"Just add water" reef...is it possible?

chrisnif

Member
I'll explain. My LFS has a big tank, not sure of the gallonage but its 8 feet x 2 feet and at least 2 feet tall. This is their "nothing in here is for sale" reef. I was discussing with the "fish guy" about fragging me some pieces of coral they have in it and he's willing (awesome and dirt cheap because they're all YEARS old). We were discussing the upkeep of said large tank when he showed me something, the sump has a 3-4 in deep bed of crush coral, no pads no nothing, the CPR on the back, yeah it hasnt worked in "years" he said, and water, HA, tap in, never does water changes. Thing tests out on spec in every category i can imagine to worry about in a reef (pH 8.3, A0 Nitrite 0, nitrate 2-3, and calcium is 550ish). What gives?
Now I'll say, this is near fishless reef as the giant hairy mushrooms have eaten the school of chromis down to 2. But he has at least 20 frogspawn that would sell for 30 bux, spiny oysters, montipora, acropora, lots of palys/zoos, mushrooms as above.
I would never go this far, but maybe has this tank just "balanced itself" ? The montipora is growing well that's what im getting a frag of, and i think that might be at least a bit sensitive?
I do all this work and he has a "just add water"
 

socalnano24

Active Member
Its my understanding that a large enough bed of crushed coral can buffer alkalinity, pH and calcium, or at least keep them fairly regular. If its a big enough tank, a lil bit of chlorine from tap water isn't going to drastically mess anything up.

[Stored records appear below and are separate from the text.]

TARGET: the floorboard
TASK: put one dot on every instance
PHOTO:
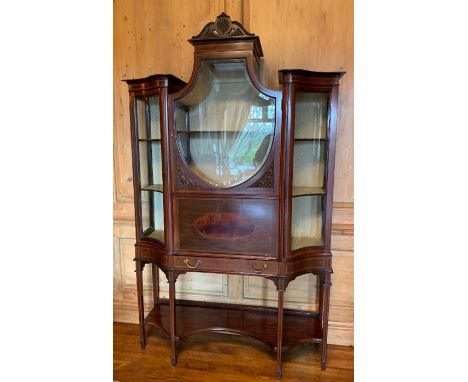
(219, 357)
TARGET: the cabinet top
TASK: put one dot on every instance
(155, 81)
(224, 30)
(292, 75)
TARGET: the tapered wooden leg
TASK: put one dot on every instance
(279, 343)
(155, 274)
(172, 316)
(325, 284)
(141, 309)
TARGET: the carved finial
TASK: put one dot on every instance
(222, 27)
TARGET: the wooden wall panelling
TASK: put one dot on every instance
(314, 35)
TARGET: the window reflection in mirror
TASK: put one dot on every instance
(225, 126)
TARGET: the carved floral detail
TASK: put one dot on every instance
(222, 27)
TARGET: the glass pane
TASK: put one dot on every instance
(141, 116)
(144, 159)
(306, 224)
(150, 158)
(225, 125)
(309, 165)
(154, 117)
(147, 110)
(152, 212)
(311, 116)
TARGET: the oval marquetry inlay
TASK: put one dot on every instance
(224, 226)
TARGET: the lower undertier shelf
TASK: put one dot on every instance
(257, 322)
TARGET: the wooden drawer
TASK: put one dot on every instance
(217, 265)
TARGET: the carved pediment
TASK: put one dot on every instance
(224, 29)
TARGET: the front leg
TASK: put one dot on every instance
(141, 309)
(325, 284)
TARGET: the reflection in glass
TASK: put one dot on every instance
(306, 224)
(311, 116)
(225, 125)
(148, 119)
(310, 145)
(151, 181)
(152, 214)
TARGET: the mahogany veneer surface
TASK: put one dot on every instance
(251, 321)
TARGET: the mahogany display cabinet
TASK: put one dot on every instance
(232, 177)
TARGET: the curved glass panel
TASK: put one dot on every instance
(151, 179)
(309, 164)
(225, 126)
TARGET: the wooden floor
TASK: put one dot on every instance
(220, 357)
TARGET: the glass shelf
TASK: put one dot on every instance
(153, 187)
(310, 139)
(150, 140)
(302, 191)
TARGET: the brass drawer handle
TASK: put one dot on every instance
(263, 267)
(187, 263)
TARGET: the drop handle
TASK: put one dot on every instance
(187, 263)
(262, 268)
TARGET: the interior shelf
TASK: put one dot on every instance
(310, 139)
(257, 322)
(154, 234)
(304, 242)
(302, 191)
(207, 131)
(153, 187)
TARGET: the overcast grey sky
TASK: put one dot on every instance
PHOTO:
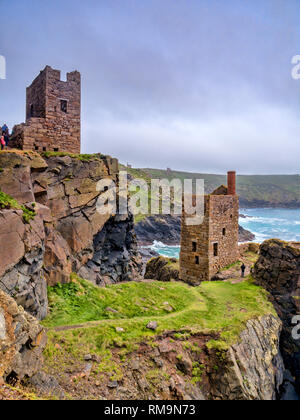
(198, 85)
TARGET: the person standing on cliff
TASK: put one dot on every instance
(5, 129)
(2, 142)
(243, 269)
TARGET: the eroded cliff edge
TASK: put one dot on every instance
(64, 233)
(278, 271)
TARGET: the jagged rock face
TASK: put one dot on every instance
(167, 229)
(253, 368)
(68, 234)
(162, 269)
(115, 253)
(22, 256)
(22, 341)
(278, 271)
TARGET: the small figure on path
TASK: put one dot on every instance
(243, 269)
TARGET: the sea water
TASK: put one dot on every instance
(265, 223)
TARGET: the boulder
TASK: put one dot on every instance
(22, 341)
(278, 271)
(162, 269)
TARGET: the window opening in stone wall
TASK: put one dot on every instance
(216, 249)
(64, 106)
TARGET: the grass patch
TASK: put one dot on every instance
(80, 301)
(7, 202)
(217, 308)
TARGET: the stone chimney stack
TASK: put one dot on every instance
(231, 182)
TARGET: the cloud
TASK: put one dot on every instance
(200, 86)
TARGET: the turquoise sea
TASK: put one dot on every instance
(265, 223)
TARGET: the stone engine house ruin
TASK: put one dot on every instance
(53, 109)
(208, 247)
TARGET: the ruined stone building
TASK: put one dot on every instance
(53, 109)
(212, 245)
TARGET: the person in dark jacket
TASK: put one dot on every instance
(6, 139)
(243, 269)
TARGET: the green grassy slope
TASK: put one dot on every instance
(216, 308)
(254, 190)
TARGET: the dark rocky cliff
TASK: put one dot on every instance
(167, 228)
(66, 234)
(278, 271)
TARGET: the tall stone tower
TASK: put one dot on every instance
(53, 109)
(212, 245)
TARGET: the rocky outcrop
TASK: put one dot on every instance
(278, 271)
(22, 256)
(67, 234)
(162, 228)
(253, 368)
(22, 341)
(245, 235)
(162, 269)
(167, 229)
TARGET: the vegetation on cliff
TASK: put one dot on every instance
(7, 202)
(254, 190)
(217, 308)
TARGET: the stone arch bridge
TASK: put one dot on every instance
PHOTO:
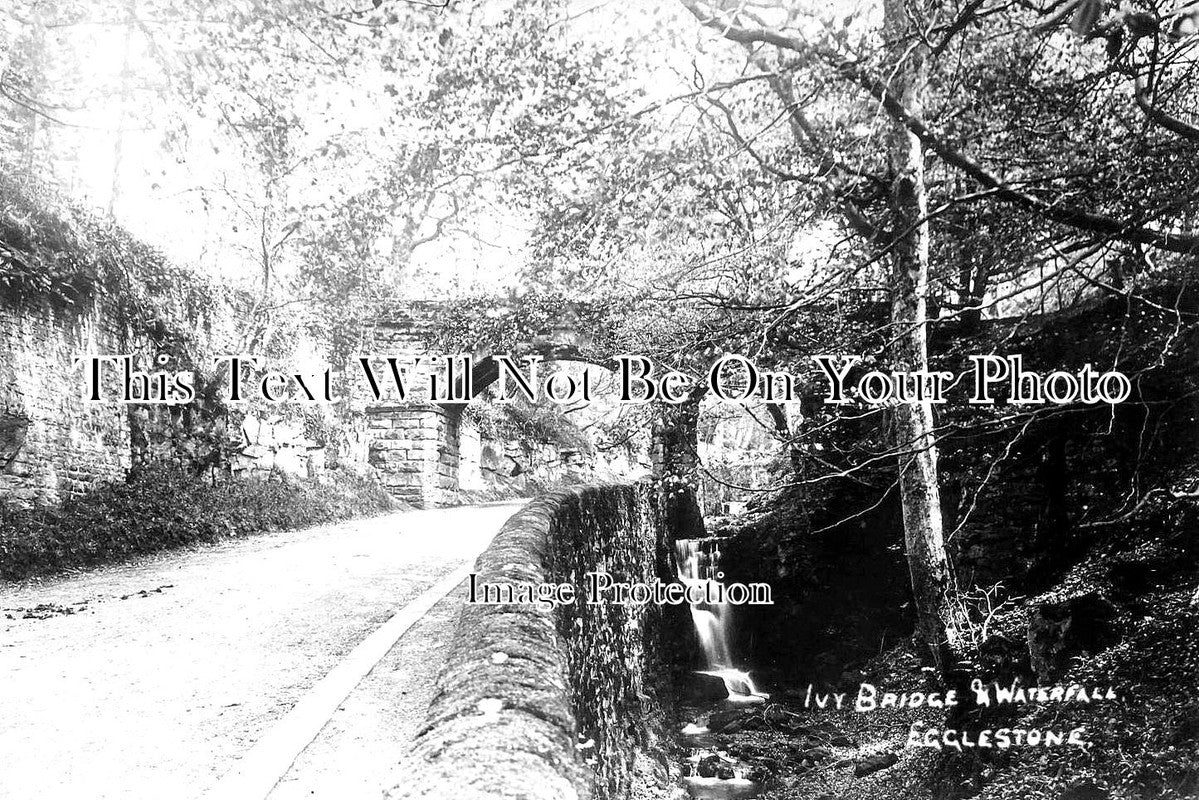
(419, 447)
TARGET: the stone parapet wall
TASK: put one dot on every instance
(542, 703)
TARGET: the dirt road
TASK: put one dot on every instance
(158, 679)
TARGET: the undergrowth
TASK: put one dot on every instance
(162, 509)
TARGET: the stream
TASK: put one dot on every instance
(712, 773)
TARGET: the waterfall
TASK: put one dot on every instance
(699, 560)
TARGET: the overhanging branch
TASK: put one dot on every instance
(1176, 241)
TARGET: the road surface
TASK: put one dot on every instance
(179, 675)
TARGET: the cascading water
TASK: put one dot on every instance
(699, 561)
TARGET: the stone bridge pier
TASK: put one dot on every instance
(417, 447)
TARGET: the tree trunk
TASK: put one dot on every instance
(932, 579)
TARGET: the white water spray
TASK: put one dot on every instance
(699, 565)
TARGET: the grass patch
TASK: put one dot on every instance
(158, 510)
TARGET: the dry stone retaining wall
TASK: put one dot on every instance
(52, 443)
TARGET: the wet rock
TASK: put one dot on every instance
(1084, 791)
(874, 763)
(818, 755)
(703, 689)
(1056, 631)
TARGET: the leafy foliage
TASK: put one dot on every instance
(160, 509)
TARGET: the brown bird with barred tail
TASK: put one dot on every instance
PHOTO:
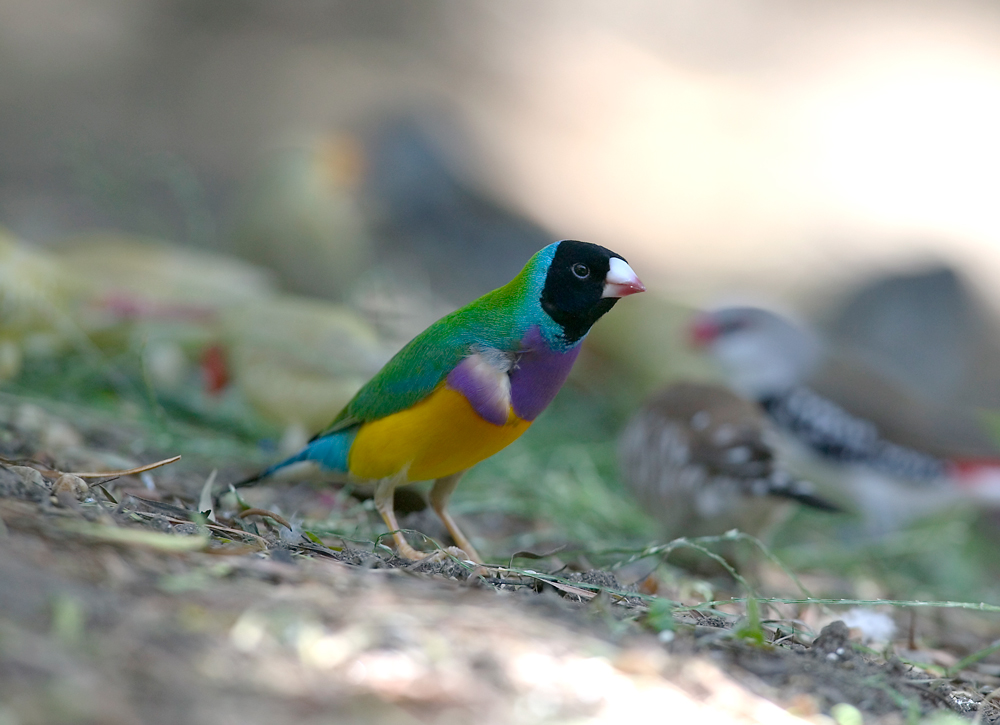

I would imagine there's some sort of macro algae somewhere in the reef tank as well if it is handling removal of nitrates.
 

chrisnif

Member
I dont think there is macro, but there is plenty of coraline and the walls are covered in green hair, which frankly doesnt look that bad fully covering ;)
 

socalnano24

Active Member
green hair algae will pull alot of bad nutrients like phosphate and nitrates out of the water.... that'll do it. Have you ever seen that thread floating around about the algae scrubber bucket fliter? (that uses "turf" algae under controlled circumstances for the same purpose)
 

chrisnif

Member
Yeah I was thinking about building one of those ;) Just think it'd be awesome to go a day, let alone years without getting wet ;)
 

stanlalee

Active Member
how dense is the coral growth? how much water volume total? how is growth of these corals? how long as he been taking this aproach (perhaps never means he started this 2 weeks ago)
a. large water volume to coral density is usually going to deplete of ca, alk slower
b. aragonite (crush coral, live rock ect) does NOT buffer ca and alk. it does not dissolve at anywhere near tank water pH which is why ca reactors use co2 to drop pH in the 6's to dissolve it for buffering ca and alk. certaintly wont be buffering at a pH of 8.3 given.
c. growth has to be stunted if as described. corals consume ca and especially carbonates (alk) for growth. no way around it. there is no way alk and ca dont deplete with proper growth. I would expect a tank many years old that size to have its acro's sticking out the water, montiporas huge scrollers with fragging corals a neccessity to impede infringement on each other. anytime you can get away with no calcium and carbonate supplemeting on a tank sized where dumping daily 500ml bottles just to maintain those levels is normal things may be living fine but they certaintly arent growing like should.
d. he could have not told you EVERYTHING. perhaps he forgot to menton dosing ca and alk or a calcium reactor. maybe he just adds water with kalk and forgot to add that little bit (although that would still be insufficient for proper growth on a reef tank up that long).
e. is this tank plumbed in to other systems/tanks in the store?
f. how long as this approach been successful?
 

socalnano24

Active Member
Ok. Good to know on the calcium ph. I know I did read somewhere about alk buffeting from a deep bed of crush coral or arg sand. I'll have to look it up at home.
 

chrisnif

Member
ITs 8 feet x 2 feet by at least 2 feet so somewhere in the 200-275 gallon range depending on height. It has a bunch of softies, the montipora is on the back wall and its "discs" are dinner plate all the way down to 1/2 inch, its grown up the back wall, and all the way to the front wall. The Acropora is probably 2 feet wide, 16 front to back and probably half the height of the tank, its at the surface but I dont think it will grow out of the water, seems to be growing "out" more than "up" Who knows its still either way an awesome tank for very little work even if he is adding stuff to makeup water.